To these tips, I would add that you should make sure you eat a wide variety of fruits and vegetables. That can help you consume the widest range of phytochemicals and antioxidants that optimize your health.
The Right Oil
The first basic tip for your kitchen prep is to never, and I repeat never, use soy oil for any cooking purpose. The best oils to use for all of your cooking, according to experts, are olive oil and coconut oil.
Lab research at the University of California-Riverside shows that all types of soy oil, when used for cooking, are probably linked to an increased risk of weight gain, diabetes, insulin resistance and fatty liver disease. (As a matter of fact, their research indicates that soy oil may be worse for your weight than high fructose corn syrup.
The California scientists recommend always cooking with olive oil or coconut oil which seem to be safer for keeping your weight down. They point out that “vegetable oil, and, in particular, soybean oil, began to replace animal fat in the American diet starting in the 1970s, resulting in an exponential rise in soybean oil consumption that parallels the increase in obesity in the U.S. and worldwide.”

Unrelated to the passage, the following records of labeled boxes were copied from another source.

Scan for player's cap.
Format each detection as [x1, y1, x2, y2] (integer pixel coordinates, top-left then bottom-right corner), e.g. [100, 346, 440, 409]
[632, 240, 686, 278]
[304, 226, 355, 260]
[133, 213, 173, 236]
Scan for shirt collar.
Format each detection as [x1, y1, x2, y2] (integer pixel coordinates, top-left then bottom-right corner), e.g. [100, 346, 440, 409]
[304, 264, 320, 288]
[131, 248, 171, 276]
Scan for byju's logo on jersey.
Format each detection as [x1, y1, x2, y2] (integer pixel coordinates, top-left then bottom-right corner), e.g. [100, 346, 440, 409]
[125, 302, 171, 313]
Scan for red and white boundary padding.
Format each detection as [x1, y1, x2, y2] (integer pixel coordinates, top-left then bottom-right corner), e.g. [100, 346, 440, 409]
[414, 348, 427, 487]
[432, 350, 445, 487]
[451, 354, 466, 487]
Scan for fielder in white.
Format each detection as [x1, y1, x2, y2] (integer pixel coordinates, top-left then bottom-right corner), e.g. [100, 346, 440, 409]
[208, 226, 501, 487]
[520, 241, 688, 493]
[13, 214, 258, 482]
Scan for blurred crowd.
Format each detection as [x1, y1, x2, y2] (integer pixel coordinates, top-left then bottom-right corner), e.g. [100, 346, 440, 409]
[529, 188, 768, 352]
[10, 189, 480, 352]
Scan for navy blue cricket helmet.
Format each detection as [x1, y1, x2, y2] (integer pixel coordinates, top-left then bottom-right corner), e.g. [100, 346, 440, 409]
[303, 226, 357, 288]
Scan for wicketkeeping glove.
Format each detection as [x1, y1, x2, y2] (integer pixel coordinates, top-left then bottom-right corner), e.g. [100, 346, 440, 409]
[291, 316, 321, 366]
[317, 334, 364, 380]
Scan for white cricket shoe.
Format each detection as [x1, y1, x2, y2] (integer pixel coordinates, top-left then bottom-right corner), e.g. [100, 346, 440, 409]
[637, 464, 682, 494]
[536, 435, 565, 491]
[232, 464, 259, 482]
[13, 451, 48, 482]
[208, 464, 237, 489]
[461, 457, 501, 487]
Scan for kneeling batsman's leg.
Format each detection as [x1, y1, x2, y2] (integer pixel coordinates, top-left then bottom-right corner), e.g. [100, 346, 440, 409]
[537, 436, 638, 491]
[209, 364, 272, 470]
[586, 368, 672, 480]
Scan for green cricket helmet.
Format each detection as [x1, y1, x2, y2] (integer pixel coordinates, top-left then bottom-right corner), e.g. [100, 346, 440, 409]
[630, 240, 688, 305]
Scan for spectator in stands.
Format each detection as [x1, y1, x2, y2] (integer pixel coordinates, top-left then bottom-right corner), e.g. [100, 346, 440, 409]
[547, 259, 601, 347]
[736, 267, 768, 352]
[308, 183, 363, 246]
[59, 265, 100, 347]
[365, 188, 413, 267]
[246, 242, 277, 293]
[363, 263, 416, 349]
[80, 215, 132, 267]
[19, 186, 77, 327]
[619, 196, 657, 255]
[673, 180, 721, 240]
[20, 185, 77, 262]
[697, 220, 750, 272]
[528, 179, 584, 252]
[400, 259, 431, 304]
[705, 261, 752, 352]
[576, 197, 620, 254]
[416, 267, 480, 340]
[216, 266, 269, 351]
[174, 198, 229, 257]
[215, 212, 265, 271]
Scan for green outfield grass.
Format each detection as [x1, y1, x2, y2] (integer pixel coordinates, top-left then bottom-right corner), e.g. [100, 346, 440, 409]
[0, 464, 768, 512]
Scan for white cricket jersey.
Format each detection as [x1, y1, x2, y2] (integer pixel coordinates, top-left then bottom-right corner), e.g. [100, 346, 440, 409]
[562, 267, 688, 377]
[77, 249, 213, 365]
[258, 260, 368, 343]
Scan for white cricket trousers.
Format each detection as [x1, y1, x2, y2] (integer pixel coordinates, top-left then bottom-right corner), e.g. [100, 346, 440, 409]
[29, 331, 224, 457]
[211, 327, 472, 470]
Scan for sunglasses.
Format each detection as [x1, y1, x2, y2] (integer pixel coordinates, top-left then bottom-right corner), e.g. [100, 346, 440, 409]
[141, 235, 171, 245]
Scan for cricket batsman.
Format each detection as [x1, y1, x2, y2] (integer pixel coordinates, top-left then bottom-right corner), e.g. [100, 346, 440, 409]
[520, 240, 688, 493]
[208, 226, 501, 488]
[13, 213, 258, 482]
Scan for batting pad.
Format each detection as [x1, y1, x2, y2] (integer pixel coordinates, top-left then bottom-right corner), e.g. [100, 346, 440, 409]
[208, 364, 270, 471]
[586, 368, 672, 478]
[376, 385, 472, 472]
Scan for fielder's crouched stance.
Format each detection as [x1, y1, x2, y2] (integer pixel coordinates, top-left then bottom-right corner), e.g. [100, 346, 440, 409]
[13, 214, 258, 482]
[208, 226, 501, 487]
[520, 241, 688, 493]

They add that “soybean oil is the component in the American diet that has increased the most in the last 100 years” – and it is probably a prime reason obesity has become so prevalent.
Cook at Lower Temperatures
There’s more to this. When you cook with any oil, say researchers at the University of Edinburgh, don’t fry or roast at high temperatures. Keep the cooking temperature down to around 300 degrees. This pretty much nixes frying.
The best information I have differs somewhat from what the Edinburgh group says. I believe it’s safe to heat coconut oil up to 350 degrees.
But in general, they’re right. Heating oils to high temperatures – typically to the “smoke point” — can lead to the creation of an overload of unhealthy trans fatty acids along with toxic substances that are called neo-formed contaminants (NFCs). NFCs are associated with a greater risk of heart disease.
The Edinburgh researchers add that you should never reuse cooking oil. Every time oil is used for cooking, it accumulates a greater number of toxic byproducts.